The article’s reach extended far beyond TikTok, circulating through Reddit forums, Substack newsletters, YouTube commentary, and even student-run newspapers. Unsurprisingly, the debate often centered around men. “They want a housewife that is utterly dependent on them that will take care of them 24/7,” one Reddit commenter said, “Not only no, but hell no.”
One Substack essay took a more critical stance toward Joseph, arguing that Gen Z’s fixation on image and “building a brand” reflects an unhealthy form of self-sufficiency–one that oversimplifies the complexities of modern dating.
But the cultural fixation on modern dating isn’t just about vibes or aura, it reflects a deeper shift in women’s autonomy and the de-centering of men. Heteronormative dating has always been political.
Think about your grandma. Or your grandma’s grandma. Getting married was not as much of a choice as it was an expectation for women. With the limited economic opportunities and social status, heteronormative relationships offered financial security and the evasion of stigma surrounding singleness. And now, those days have changed.

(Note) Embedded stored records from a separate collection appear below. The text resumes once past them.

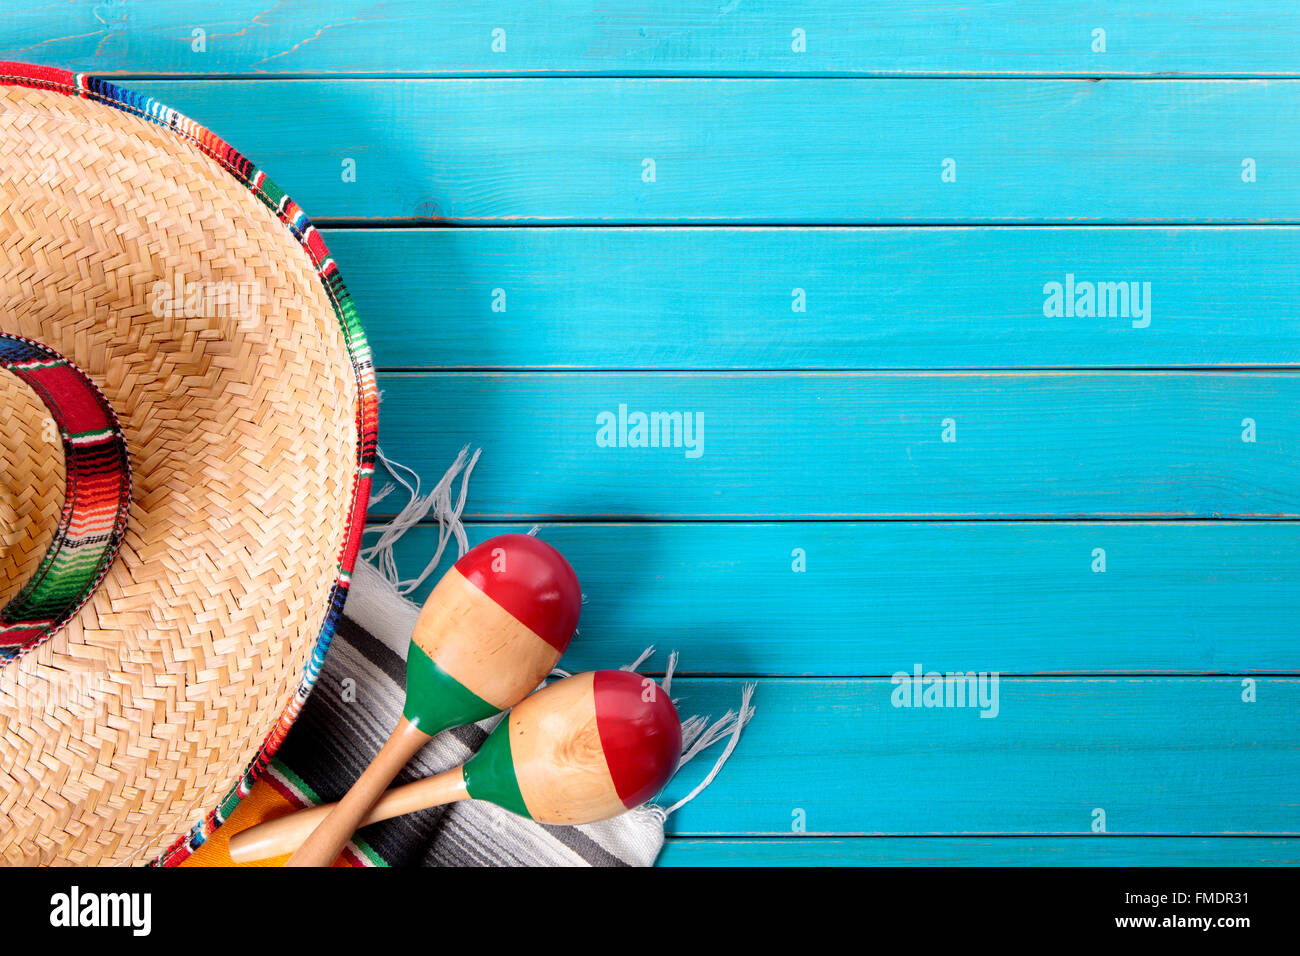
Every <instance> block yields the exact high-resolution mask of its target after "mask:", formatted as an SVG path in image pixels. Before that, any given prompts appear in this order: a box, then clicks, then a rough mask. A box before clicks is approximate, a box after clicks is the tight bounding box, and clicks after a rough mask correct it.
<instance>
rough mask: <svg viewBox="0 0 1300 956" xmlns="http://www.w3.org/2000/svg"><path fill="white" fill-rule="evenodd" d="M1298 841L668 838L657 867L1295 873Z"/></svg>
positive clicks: (1298, 860) (937, 836) (1119, 836)
mask: <svg viewBox="0 0 1300 956" xmlns="http://www.w3.org/2000/svg"><path fill="white" fill-rule="evenodd" d="M1297 864H1300V840H1287V839H1255V838H1232V839H1222V838H1196V836H998V838H978V836H974V838H945V836H926V838H906V836H901V838H900V836H887V838H871V836H861V838H853V839H846V840H844V839H829V838H798V839H785V840H779V839H763V840H725V839H689V838H682V839H669V840H668V842H667V843H666V844H664V848H663V853H662V855H660V857H659V862H658V865H659V866H1296V865H1297Z"/></svg>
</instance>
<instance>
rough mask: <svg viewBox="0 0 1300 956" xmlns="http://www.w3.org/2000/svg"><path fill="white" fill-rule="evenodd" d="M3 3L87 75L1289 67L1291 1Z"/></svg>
mask: <svg viewBox="0 0 1300 956" xmlns="http://www.w3.org/2000/svg"><path fill="white" fill-rule="evenodd" d="M6 18H8V20H6V23H5V27H6V30H5V38H4V47H3V49H0V59H42V60H44V61H49V62H52V64H57V65H62V66H66V68H69V69H75V70H90V72H96V73H103V72H118V73H131V72H147V73H257V74H260V73H268V74H285V73H434V74H455V73H468V74H476V73H497V74H519V75H536V74H539V73H549V74H554V73H621V74H627V73H663V74H682V73H685V74H689V73H731V74H736V73H741V74H836V75H853V74H902V75H910V74H915V73H930V74H965V73H995V74H1010V75H1015V74H1026V73H1039V72H1048V73H1084V74H1105V75H1127V74H1179V73H1199V74H1204V73H1230V74H1251V73H1287V74H1294V73H1296V56H1295V51H1296V44H1297V42H1300V17H1297V14H1296V12H1295V10H1294V9H1291V8H1288V7H1287V5H1284V4H1270V3H1268V0H1243V1H1242V3H1235V4H1232V5H1231V8H1230V9H1229V8H1225V7H1223V5H1222V4H1216V3H1209V1H1208V0H1184V1H1183V3H1179V4H1160V3H1149V1H1148V3H1136V4H1125V3H1114V1H1112V3H1070V1H1069V0H1039V1H1037V3H1035V4H1034V5H1032V7H1024V5H1023V4H1013V3H985V4H975V5H971V4H954V3H950V0H887V1H884V3H874V4H871V5H870V7H865V5H863V4H857V3H853V0H820V1H818V3H814V1H813V0H800V1H797V3H777V1H776V0H758V1H757V3H750V1H749V0H746V3H744V4H741V3H718V4H685V3H655V1H653V0H614V1H611V3H604V1H602V3H595V1H594V0H554V1H552V3H549V4H546V7H545V8H537V9H532V8H529V7H526V5H524V7H521V5H519V4H513V3H508V1H507V0H476V1H474V3H451V1H450V0H391V1H389V3H383V4H374V3H372V1H369V0H316V1H315V3H311V4H305V3H279V4H266V3H264V0H225V1H224V3H221V4H220V5H213V4H211V3H207V1H205V0H182V1H179V3H177V1H174V0H173V1H172V3H168V4H143V3H125V1H123V0H74V1H73V3H61V4H53V5H51V4H36V3H32V1H31V0H27V3H21V1H19V3H17V4H14V9H12V10H6ZM195 27H204V29H205V31H207V38H205V47H204V51H203V52H195V51H194V48H192V46H194V38H192V30H194V29H195ZM1097 27H1104V29H1105V30H1106V34H1108V35H1106V40H1108V43H1106V49H1105V52H1104V53H1095V52H1093V49H1092V47H1093V34H1092V31H1093V30H1095V29H1097ZM494 29H504V30H506V38H504V40H506V44H504V48H503V49H502V51H500V52H494V49H493V39H494V38H493V30H494ZM796 29H798V30H802V31H803V34H805V40H806V42H805V49H803V52H796V49H794V47H796V40H794V38H793V30H796Z"/></svg>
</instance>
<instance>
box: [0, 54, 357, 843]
mask: <svg viewBox="0 0 1300 956" xmlns="http://www.w3.org/2000/svg"><path fill="white" fill-rule="evenodd" d="M0 200H3V202H0V252H3V255H0V264H3V269H0V297H3V302H4V308H3V311H0V332H4V333H10V334H14V336H21V337H25V338H30V339H34V341H36V342H40V343H43V345H44V346H48V347H49V349H53V350H55V351H57V352H60V354H61V355H64V356H66V358H68V359H69V360H70V362H72V363H74V364H75V365H77V367H79V368H81V369H83V371H85V373H86V375H87V376H88V377H90V378H91V380H92V381H94V382H95V385H98V386H99V389H100V390H101V392H103V393H104V395H105V397H107V398H108V401H109V403H110V406H112V408H113V411H114V412H116V415H117V419H118V421H120V423H121V428H122V432H123V434H125V438H126V445H127V450H129V455H130V466H131V477H133V480H131V497H130V507H129V514H127V525H126V532H125V538H123V541H122V545H121V551H120V553H118V555H117V559H116V561H114V562H113V563H112V566H110V567H109V570H108V572H107V574H105V576H104V579H103V581H101V583H100V585H99V588H98V589H96V591H95V592H94V594H92V596H91V597H90V600H88V601H87V602H86V604H85V606H83V607H82V609H81V611H78V613H77V614H75V617H74V618H73V619H72V620H70V622H69V623H68V624H66V626H65V627H62V628H61V630H59V631H57V632H56V633H53V635H51V636H49V637H48V639H45V640H44V641H42V643H39V644H38V645H35V646H34V648H31V649H30V650H27V652H26V653H23V654H22V656H21V657H18V658H16V659H13V661H10V662H8V663H5V665H4V666H0V860H3V861H5V862H9V864H138V862H148V861H152V860H160V861H162V862H178V861H179V860H182V858H183V857H185V856H186V855H187V853H188V852H190V849H191V848H192V847H195V845H198V844H199V843H201V842H203V839H204V838H205V836H207V835H208V834H209V832H211V831H212V830H213V829H214V827H216V826H217V825H218V823H220V822H221V819H224V818H225V816H227V814H229V812H230V809H233V806H234V804H235V803H237V801H238V800H239V797H240V796H242V795H243V793H246V792H247V788H248V787H250V786H251V782H252V779H255V778H256V777H257V775H259V774H260V771H261V770H263V769H264V767H265V765H266V762H268V761H269V757H270V754H272V753H273V752H274V749H276V748H277V747H278V744H279V741H281V740H282V739H283V735H285V734H286V732H287V730H289V727H290V724H291V723H292V721H294V718H295V717H296V714H298V710H299V708H300V706H302V702H303V700H304V698H305V696H307V693H308V692H309V689H311V687H312V684H313V682H315V678H316V674H317V672H318V670H320V666H321V663H322V659H324V653H325V649H326V648H328V645H329V640H330V637H331V635H333V630H334V626H335V623H337V620H338V617H339V614H341V613H342V605H343V600H344V598H346V592H347V583H348V572H350V571H351V568H352V564H354V562H355V557H356V551H357V548H359V544H360V532H361V524H363V520H364V514H365V505H367V501H368V497H369V484H370V473H372V471H373V457H374V441H376V418H377V393H376V389H374V377H373V367H372V364H370V359H369V349H368V346H367V343H365V339H364V336H363V333H361V330H360V326H359V324H357V321H356V316H355V311H354V308H352V303H351V300H350V298H348V297H347V293H346V289H344V287H343V285H342V282H341V281H339V278H338V271H337V268H335V265H334V263H333V260H331V259H330V258H329V255H328V251H326V250H325V246H324V243H322V242H321V239H320V235H318V234H317V233H316V230H315V229H313V228H312V226H311V224H309V222H308V220H307V219H305V216H303V215H302V212H300V211H299V209H298V207H296V206H295V204H294V203H292V200H290V199H289V198H287V196H285V195H283V193H282V191H281V190H278V189H277V187H276V186H274V183H273V182H270V181H269V179H268V178H266V177H265V176H264V174H263V173H261V172H260V170H259V169H257V168H256V166H253V165H252V164H251V163H248V161H247V160H246V159H243V157H242V156H240V155H239V153H237V152H235V151H234V150H231V148H230V147H229V146H226V144H225V143H224V142H221V140H220V139H217V138H216V137H214V135H212V134H211V133H209V131H208V130H205V129H203V127H201V126H198V125H196V124H194V122H192V121H190V120H187V118H185V117H183V116H179V114H177V113H175V112H174V111H170V109H168V108H166V107H164V105H161V104H157V103H155V101H153V100H149V99H148V98H143V96H138V95H134V94H131V92H129V91H125V90H122V88H120V87H117V86H116V85H112V83H108V82H105V81H100V79H96V78H91V77H86V75H82V74H77V75H74V74H69V73H64V72H61V70H49V69H44V68H32V66H25V65H16V64H0ZM191 286H192V289H191ZM230 290H234V295H235V299H234V302H233V303H231V299H230ZM222 303H224V304H222ZM248 303H255V306H253V307H252V308H250V307H248ZM5 395H6V397H13V398H14V401H13V402H12V403H10V402H8V401H6V406H8V407H9V414H10V415H12V416H18V415H21V416H23V418H26V416H29V415H30V414H32V410H31V408H30V407H29V406H30V395H29V397H25V395H22V393H21V389H14V388H13V386H12V385H10V386H9V388H8V390H6V392H5ZM42 502H43V493H42V494H38V496H34V497H32V498H31V499H30V501H22V499H19V497H18V496H17V494H14V493H12V492H10V493H9V494H8V496H6V498H5V499H4V501H3V502H0V518H3V519H5V520H10V516H9V512H10V511H12V512H14V518H13V519H12V520H18V518H17V515H18V511H19V510H21V509H27V511H26V512H25V516H23V518H22V520H21V523H19V524H18V525H13V527H29V524H30V519H31V516H32V515H31V510H32V509H39V507H40V506H42ZM45 507H49V506H48V505H45ZM0 527H5V528H6V529H8V528H9V527H10V525H0ZM26 546H27V548H29V549H39V541H36V542H29V544H27V545H26Z"/></svg>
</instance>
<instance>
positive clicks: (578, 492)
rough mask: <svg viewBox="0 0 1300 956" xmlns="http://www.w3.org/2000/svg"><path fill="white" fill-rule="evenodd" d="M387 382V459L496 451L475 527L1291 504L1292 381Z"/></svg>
mask: <svg viewBox="0 0 1300 956" xmlns="http://www.w3.org/2000/svg"><path fill="white" fill-rule="evenodd" d="M380 389H381V393H382V403H381V419H382V423H383V424H382V425H381V436H380V438H381V441H382V444H383V447H385V451H386V453H387V454H389V455H390V457H393V458H395V459H396V460H400V462H406V463H407V464H409V466H411V467H413V468H416V470H417V471H419V472H420V473H422V475H424V476H425V479H426V480H429V481H430V483H432V481H434V480H437V477H439V476H441V475H442V472H443V470H445V467H446V466H447V463H450V462H451V460H452V459H454V458H455V455H456V451H458V450H459V449H460V447H461V446H464V445H480V446H482V447H484V459H482V462H481V463H480V466H478V468H477V471H476V472H474V485H473V489H474V493H473V497H472V499H471V501H469V505H468V507H467V510H465V516H467V518H474V519H495V518H572V516H588V518H606V519H608V518H646V516H649V518H813V516H818V518H839V519H845V518H894V519H900V518H904V519H926V518H1071V516H1073V518H1088V516H1106V518H1135V516H1152V518H1216V516H1264V518H1295V516H1297V515H1300V472H1297V471H1296V462H1297V460H1300V416H1297V411H1296V410H1297V408H1300V377H1297V376H1294V375H1290V373H1286V372H991V373H978V372H931V373H904V372H893V373H891V372H824V373H793V372H772V373H750V372H724V373H711V372H708V373H706V372H699V373H692V372H677V373H607V372H517V373H510V372H497V373H490V372H489V373H477V372H473V373H469V372H464V373H463V372H439V373H386V375H382V376H381V377H380ZM638 415H640V416H643V418H641V419H638V418H637V416H638ZM650 415H655V416H656V418H655V419H650ZM673 416H676V418H673ZM647 423H653V424H654V431H655V434H654V437H653V438H647V437H646V436H647V434H649V428H647V427H646V425H647ZM1252 433H1253V434H1252ZM1249 437H1253V438H1255V441H1243V438H1249ZM946 438H952V440H953V441H946ZM642 440H645V441H647V442H656V444H658V445H659V446H658V447H638V446H636V445H637V442H640V441H642ZM430 486H432V485H430ZM387 507H391V503H389V502H380V503H378V505H377V506H376V514H383V512H385V510H386V509H387Z"/></svg>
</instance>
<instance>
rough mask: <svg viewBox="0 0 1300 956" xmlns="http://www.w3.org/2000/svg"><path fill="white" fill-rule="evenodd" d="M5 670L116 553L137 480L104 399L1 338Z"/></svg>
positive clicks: (65, 367)
mask: <svg viewBox="0 0 1300 956" xmlns="http://www.w3.org/2000/svg"><path fill="white" fill-rule="evenodd" d="M0 407H3V411H0V424H3V432H4V434H3V437H0V459H3V460H0V464H3V466H4V475H5V477H4V480H3V484H0V665H3V663H5V662H8V661H12V659H13V658H16V657H18V656H21V654H23V653H26V652H29V650H31V649H32V648H35V646H36V645H38V644H40V643H42V641H43V640H45V639H48V637H49V636H51V635H53V633H56V632H57V631H59V630H60V628H61V627H62V626H64V624H65V623H66V622H68V620H69V618H72V615H73V614H75V613H77V610H78V609H81V606H82V605H85V604H86V601H87V600H88V598H90V596H91V594H92V593H94V591H95V588H96V587H98V585H99V583H100V581H101V580H103V578H104V574H105V572H107V571H108V567H109V564H112V562H113V559H114V558H116V557H117V550H118V548H120V545H121V541H122V536H123V533H125V529H126V512H127V507H129V505H130V489H131V476H130V466H129V463H127V454H126V440H125V438H123V436H122V431H121V428H120V425H118V423H117V416H116V415H114V414H113V410H112V407H109V405H108V399H107V398H105V397H104V394H103V393H101V392H100V390H99V389H98V388H96V386H95V385H94V382H91V380H90V378H88V377H87V376H86V373H85V372H82V371H81V369H79V368H77V367H75V365H73V364H72V363H70V362H69V360H68V359H65V358H64V356H62V355H60V354H59V352H56V351H53V350H51V349H47V347H45V346H43V345H39V343H38V342H32V341H30V339H25V338H21V337H18V336H8V334H3V333H0Z"/></svg>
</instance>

Women now comprise nearly half of the workforce and outpace men in earning advanced degrees. Since the Sexual Revolution, they’ve also gained far greater control over family planning. And while the average age of marriage was around 20 in the 1950s, it has now risen to 28. What does this mean?
For women today, relationships with men are defined by choice rather than necessity.
Many right-wing and “conservative values” politicians will point to the “dissolve of family” and “female autonomy” as the culprit of political tensions. A recent example is Tucker Carlson’s interview with far-right Christian nationalist Nick Fuentes, where Fuentes argued that women’s political and economic independence is a threat to social order and suggested that returning women to strictly domestic roles is the only way to “restore the nation to decency”.
While relationships with men have long been framed as a source of safety for women, that security is often more illusion than fact. Domestic violence remains widespread, and marital rape wasn’t criminalized in the U.S. until 1993. In an era when women can support themselves both financially and socially, many are less inclined to tether their lives to a boyfriend or husband.
The dating landscape no longer looks the way it did when our grandparents–or even our parents–navigated it. While this shift may feel freeing for many women, the rise of online radicalization through red-pill podcasting and “manosphere” influencers reveals how threatened some men feel. Look at Andrew Tate or Myron Gaines, men who have built their massive online following around the dehumanization of women. Their rhetoric stands in stark contrast to pop artists like Sabrina Carpenter, whose largely female fanbase embraces lyrics like, ‘I beg you, don’t embarrass me, motherfucker…”
The gender divide in U.S. politics is wider than ever, with young women growing increasingly liberal while young men lean more conservative—and support for Donald Trump is rising among Gen Z men. While women’s bodily autonomy is targeted every election cycle, the overturning of Roe v. Wade in June 2022 marked a new era of widespread fear for many women. Dating a ‘Republican boyfriend’ feels more politically fraught than ever.
Of course, Joseph isn’t anti-love; she encourages women to think critically about the scope of heteronormative relationships and their expectations. What’s actually dissolving is the relational power historically held by men–and that’s for the better.
So is having a boyfriend embarrassing? The beauty is that women get to decide. They can soft-launch, parade, keep it private, or skip relationships altogether. One thing’s for sure: autonomy is cool. Boyfriends? Optional. They’re add-ons, not essentials.